Ortom, who spoke after signing the reviewed controversial anti-open grazing, ranching and prohibition Law 2017 of the state, said the country was suffering from bad governance, because of intolerance of advice by the presidency.
He, therefore, asked the president to rise up and listen to the voice of Nigerians and not sycophants surrounding him.
“There is a problem and this has led to the failure of the Buhari government ab initio. They are just playing tricks with Nigerians, particularly, Benue State, where we are not feeling the impact of the presidency and I have been rebuked for trying to advise the president, including shutting me out of the presidential villa,” he said.
While calling on the president to undertake policies that would bring economic gains to the people, Ortom further described the recent launch of the presidential rice pyramid as the greatest deceit by the president.

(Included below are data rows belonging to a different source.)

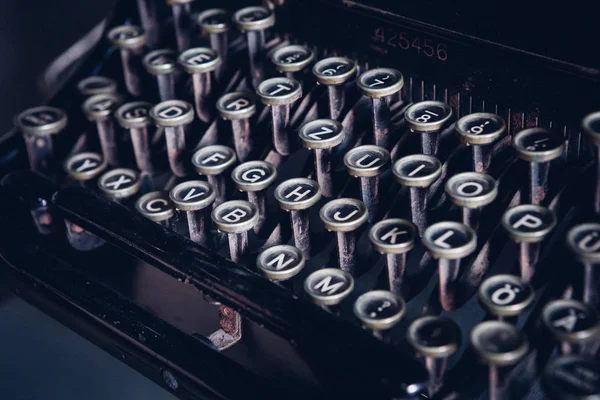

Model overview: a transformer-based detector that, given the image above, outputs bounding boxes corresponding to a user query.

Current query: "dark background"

[0,0,174,400]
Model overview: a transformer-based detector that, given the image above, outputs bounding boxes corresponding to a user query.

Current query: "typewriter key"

[344,145,390,222]
[217,92,256,162]
[423,222,477,311]
[271,45,315,78]
[319,199,369,276]
[77,76,117,97]
[169,181,216,245]
[65,153,106,185]
[115,101,153,172]
[192,145,236,205]
[312,57,356,119]
[404,101,452,155]
[513,128,565,204]
[233,6,275,87]
[256,78,302,156]
[231,161,277,233]
[98,168,141,201]
[15,106,68,173]
[163,0,194,51]
[143,49,177,101]
[304,268,354,312]
[369,218,418,295]
[543,356,600,400]
[406,316,461,396]
[354,290,406,339]
[179,47,221,122]
[567,223,600,306]
[542,299,600,355]
[83,94,122,167]
[137,0,160,49]
[502,204,556,281]
[108,25,146,96]
[477,275,534,322]
[456,113,506,172]
[211,200,258,262]
[445,172,498,230]
[357,68,404,147]
[392,154,442,235]
[298,119,344,197]
[135,191,175,228]
[581,111,600,213]
[150,100,194,177]
[470,321,529,400]
[256,245,305,282]
[275,178,321,259]
[197,8,231,79]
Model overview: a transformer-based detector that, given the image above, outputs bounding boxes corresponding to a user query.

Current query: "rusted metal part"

[165,126,187,177]
[372,96,391,147]
[129,127,153,172]
[231,119,253,162]
[96,118,119,167]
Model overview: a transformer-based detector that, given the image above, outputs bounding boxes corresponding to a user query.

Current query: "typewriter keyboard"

[0,0,600,400]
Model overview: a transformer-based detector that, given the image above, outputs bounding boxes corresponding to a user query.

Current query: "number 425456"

[372,27,448,61]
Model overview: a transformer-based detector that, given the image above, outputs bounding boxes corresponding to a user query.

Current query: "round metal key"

[567,223,600,263]
[542,299,600,343]
[217,92,256,120]
[357,68,404,99]
[423,221,477,260]
[319,198,368,232]
[456,113,506,145]
[271,45,315,72]
[108,25,146,49]
[471,321,529,366]
[392,154,442,187]
[543,356,600,400]
[135,191,175,222]
[354,290,406,330]
[83,93,123,121]
[15,106,69,136]
[344,145,390,177]
[446,172,498,208]
[231,161,277,192]
[169,181,216,211]
[115,101,153,129]
[143,49,178,75]
[256,245,305,281]
[256,77,302,106]
[313,57,356,85]
[211,200,258,233]
[298,119,344,149]
[406,316,461,358]
[477,275,534,317]
[98,168,142,200]
[77,76,117,97]
[192,145,237,175]
[502,204,556,243]
[150,100,194,127]
[233,6,275,31]
[275,178,321,211]
[177,47,221,74]
[304,268,354,306]
[65,153,106,181]
[513,128,565,163]
[369,218,418,254]
[196,8,231,33]
[404,101,452,132]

On the review of the grazing law, the governor, who signed the amended law, noted that there was a lacuna in the law that needed to be addressed, adding that the review was done to meet the dynamics of the times, noting that other states, that embraced the law after Benue, had imposed stiffer penalties.
His words: “We thought the bandits will respect the law of the land. We gave a moderate charge of 2,000 for any cattle impounded. A cow is sold for over 200,000. We discovered that the charges for other states are higher up to 70,000, because the policy is dynamic.
“We have decided to revise the charges for cows impounded in Benue State. Henceforth, if any cow is impounded, the owner will pay the sum of 50,000 instead of 2000.
“An additional 20,000 will be paid on a daily basis and if the cows are not taken away from the quarantine center after 7 days, they will be auctioned. All these we are doing to tell anyone involved in open grazing that it is wrong,” Ortom said.